Last night I was all ready to head to the gym this morning, then this morning came and I just wasn’t feeling it, so cancelled my space.
However, I didn’t go back to bed, instead, I sat in my reading room and did some journaling, trying to figure out why my exercise mojo has disappeared.
I’ve always been quite an active person, played lots of sport at school, college and into adulthood, as well as enjoying going to the gym! Some 22 years ago, one evening I was bored at home and signed up for an evening class to do my level one fitness instructor qualification at the local college, after the first session I was totally hooked and over the following 2 years, I did all the courses required to become a fully qualified personal trainer (20 years ago, now that does make me feel old, as I can still vividly remember some of the courses I did). Once qualified, I switched careers and got a job in the fitness industry for around 4 years. Since then I’ve been a regular at my local gym and 7 years ago I discovered CrossFit which I love too, although over the past few years I’ve had a love/hate relationship with it as it is equally mentally challenging as it is physically. And more recently I’ve taken a shine to open/cold water swimming too.
During the UK lockdown of 2020, I really enjoyed exercising at home, I have a few weights and used what I had to hand as well as the local area to run around and got into a great routine and by mid Aug 2020 I was in great shape and felt amazing. Since then something has gone awry as I’ve completely lost all motivation to exercise which is totally unlike me as I love it.

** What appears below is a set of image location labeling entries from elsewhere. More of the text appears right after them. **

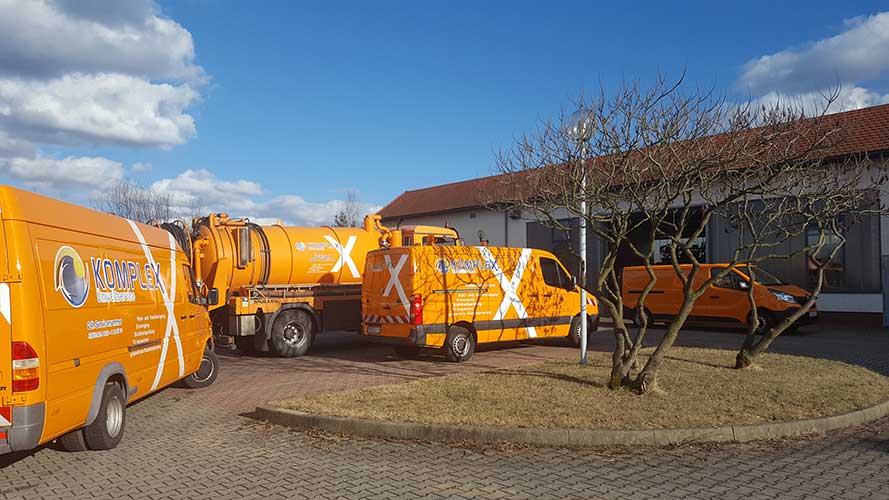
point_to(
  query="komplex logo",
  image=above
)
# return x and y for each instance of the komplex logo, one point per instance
(70, 277)
(116, 279)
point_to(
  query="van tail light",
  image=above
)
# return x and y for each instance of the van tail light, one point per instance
(416, 309)
(25, 367)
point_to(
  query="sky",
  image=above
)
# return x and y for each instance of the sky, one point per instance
(276, 109)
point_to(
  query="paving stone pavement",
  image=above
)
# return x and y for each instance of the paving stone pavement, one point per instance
(199, 444)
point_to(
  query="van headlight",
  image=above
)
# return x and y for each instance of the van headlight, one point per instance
(783, 297)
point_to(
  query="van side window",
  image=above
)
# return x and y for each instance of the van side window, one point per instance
(553, 275)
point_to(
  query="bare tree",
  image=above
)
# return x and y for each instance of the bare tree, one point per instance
(128, 199)
(350, 213)
(662, 164)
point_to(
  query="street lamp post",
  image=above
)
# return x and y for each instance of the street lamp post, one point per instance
(580, 127)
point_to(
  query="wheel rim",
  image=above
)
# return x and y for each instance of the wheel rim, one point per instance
(114, 417)
(461, 345)
(204, 371)
(294, 334)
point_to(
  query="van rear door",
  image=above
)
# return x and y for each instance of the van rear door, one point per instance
(385, 292)
(5, 335)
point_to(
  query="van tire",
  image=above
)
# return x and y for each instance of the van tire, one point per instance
(459, 345)
(574, 331)
(206, 373)
(292, 334)
(73, 442)
(766, 321)
(107, 429)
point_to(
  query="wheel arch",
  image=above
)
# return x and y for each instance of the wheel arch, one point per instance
(113, 372)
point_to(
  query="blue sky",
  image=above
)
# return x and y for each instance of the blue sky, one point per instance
(276, 108)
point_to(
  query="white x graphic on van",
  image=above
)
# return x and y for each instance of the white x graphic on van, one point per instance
(394, 281)
(510, 286)
(169, 296)
(345, 255)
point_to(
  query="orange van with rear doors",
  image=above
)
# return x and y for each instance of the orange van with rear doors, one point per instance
(724, 303)
(96, 312)
(452, 298)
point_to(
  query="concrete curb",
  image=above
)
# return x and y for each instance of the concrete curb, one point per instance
(565, 438)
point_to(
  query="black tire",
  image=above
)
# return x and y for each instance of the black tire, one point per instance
(459, 345)
(292, 334)
(206, 373)
(406, 351)
(107, 430)
(245, 344)
(73, 441)
(766, 322)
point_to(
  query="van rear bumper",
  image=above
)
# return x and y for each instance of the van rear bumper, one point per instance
(27, 427)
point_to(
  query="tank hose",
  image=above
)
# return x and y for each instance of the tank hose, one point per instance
(264, 249)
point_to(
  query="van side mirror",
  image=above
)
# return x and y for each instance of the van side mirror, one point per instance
(213, 297)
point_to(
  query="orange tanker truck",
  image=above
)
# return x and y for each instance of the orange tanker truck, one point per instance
(279, 286)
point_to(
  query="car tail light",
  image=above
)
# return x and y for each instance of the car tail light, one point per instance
(416, 309)
(25, 367)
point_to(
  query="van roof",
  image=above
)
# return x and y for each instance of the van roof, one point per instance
(21, 205)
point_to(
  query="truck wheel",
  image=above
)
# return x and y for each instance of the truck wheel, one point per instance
(206, 373)
(459, 345)
(73, 441)
(107, 430)
(292, 334)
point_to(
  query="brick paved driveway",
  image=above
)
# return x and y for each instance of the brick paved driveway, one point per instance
(196, 444)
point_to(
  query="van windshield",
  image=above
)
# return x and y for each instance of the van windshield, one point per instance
(763, 277)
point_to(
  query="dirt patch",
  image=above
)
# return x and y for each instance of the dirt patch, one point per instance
(698, 389)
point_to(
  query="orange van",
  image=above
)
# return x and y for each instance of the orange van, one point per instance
(454, 297)
(723, 303)
(96, 312)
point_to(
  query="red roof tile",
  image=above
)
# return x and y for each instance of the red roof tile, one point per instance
(866, 131)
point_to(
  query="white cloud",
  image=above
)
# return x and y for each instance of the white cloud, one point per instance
(104, 108)
(851, 61)
(90, 73)
(198, 192)
(56, 176)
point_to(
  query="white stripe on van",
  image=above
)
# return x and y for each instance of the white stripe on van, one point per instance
(172, 325)
(5, 308)
(394, 282)
(510, 286)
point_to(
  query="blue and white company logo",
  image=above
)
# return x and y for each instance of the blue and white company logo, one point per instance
(70, 276)
(442, 265)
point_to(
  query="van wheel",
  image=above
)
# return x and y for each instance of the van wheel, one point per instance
(459, 345)
(292, 334)
(107, 430)
(637, 316)
(766, 322)
(73, 441)
(206, 373)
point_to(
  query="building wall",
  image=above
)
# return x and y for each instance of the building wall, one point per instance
(497, 227)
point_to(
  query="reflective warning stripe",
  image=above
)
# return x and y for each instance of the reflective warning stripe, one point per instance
(5, 416)
(381, 318)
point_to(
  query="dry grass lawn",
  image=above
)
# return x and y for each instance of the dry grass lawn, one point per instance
(698, 388)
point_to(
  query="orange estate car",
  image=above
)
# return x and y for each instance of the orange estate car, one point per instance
(723, 303)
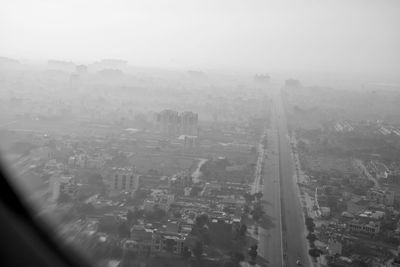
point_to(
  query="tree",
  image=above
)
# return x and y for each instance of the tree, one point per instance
(123, 230)
(314, 252)
(258, 211)
(198, 250)
(201, 220)
(253, 254)
(169, 245)
(186, 253)
(258, 196)
(130, 216)
(242, 230)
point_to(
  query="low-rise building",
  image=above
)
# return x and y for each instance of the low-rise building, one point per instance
(378, 196)
(359, 226)
(168, 242)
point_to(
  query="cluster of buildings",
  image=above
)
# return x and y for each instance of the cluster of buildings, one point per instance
(172, 123)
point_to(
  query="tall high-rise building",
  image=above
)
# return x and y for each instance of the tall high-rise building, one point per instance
(168, 122)
(124, 179)
(171, 123)
(189, 123)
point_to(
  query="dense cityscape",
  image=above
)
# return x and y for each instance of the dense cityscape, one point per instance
(188, 133)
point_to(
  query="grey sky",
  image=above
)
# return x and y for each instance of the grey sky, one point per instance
(339, 35)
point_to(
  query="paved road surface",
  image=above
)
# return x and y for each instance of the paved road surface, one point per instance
(295, 245)
(270, 232)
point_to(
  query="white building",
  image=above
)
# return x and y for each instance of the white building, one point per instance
(359, 226)
(62, 184)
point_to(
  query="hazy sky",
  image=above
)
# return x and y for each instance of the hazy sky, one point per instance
(337, 35)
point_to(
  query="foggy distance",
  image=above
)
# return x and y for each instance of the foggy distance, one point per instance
(200, 133)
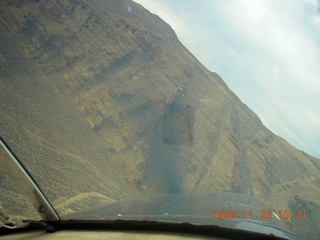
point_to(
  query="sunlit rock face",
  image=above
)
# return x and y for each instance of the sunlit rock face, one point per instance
(101, 102)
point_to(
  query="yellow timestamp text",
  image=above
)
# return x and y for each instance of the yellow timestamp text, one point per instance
(262, 215)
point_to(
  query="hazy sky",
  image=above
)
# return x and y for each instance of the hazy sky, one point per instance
(267, 51)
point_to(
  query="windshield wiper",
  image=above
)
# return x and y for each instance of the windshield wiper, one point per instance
(28, 186)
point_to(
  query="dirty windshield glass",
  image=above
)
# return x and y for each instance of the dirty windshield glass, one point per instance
(105, 102)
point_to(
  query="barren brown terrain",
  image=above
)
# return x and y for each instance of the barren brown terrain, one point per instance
(101, 102)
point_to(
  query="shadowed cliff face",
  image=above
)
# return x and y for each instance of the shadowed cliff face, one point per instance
(101, 102)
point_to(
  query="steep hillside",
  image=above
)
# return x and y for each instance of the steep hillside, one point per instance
(101, 102)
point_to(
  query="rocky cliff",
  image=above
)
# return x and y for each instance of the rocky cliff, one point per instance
(101, 102)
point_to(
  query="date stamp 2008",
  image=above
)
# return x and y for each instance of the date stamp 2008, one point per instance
(263, 215)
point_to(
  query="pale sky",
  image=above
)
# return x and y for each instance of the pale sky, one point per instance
(267, 52)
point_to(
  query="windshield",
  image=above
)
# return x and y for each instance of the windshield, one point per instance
(105, 102)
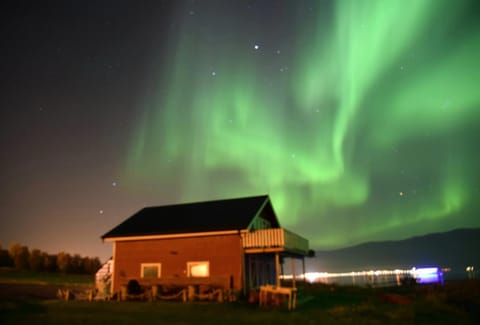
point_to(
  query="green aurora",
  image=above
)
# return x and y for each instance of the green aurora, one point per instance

I know it will come back at some point, just not sure when! I am hoping soon as I feel like the clock is really ticking now as I move to the half way point of my 365 transformation challenge. I’ve learnt over the many years I’ve been actively doing personal development that barrating myself for not doing exercise isn’t helpful so I will be gentle with myself and just allow this period of inactivity to happen and just accept it (as hard as it is to do that as I know I will definitely feel better being active but I simply won’t force myself – there is a time when I do force myself to exercise, this isn’t one of those times).
This lack of motivation is playing on my mind a lot at the moment so will probably speak to someone about it to see if I can shift the thoughts away as I really don’t know what is stopping me!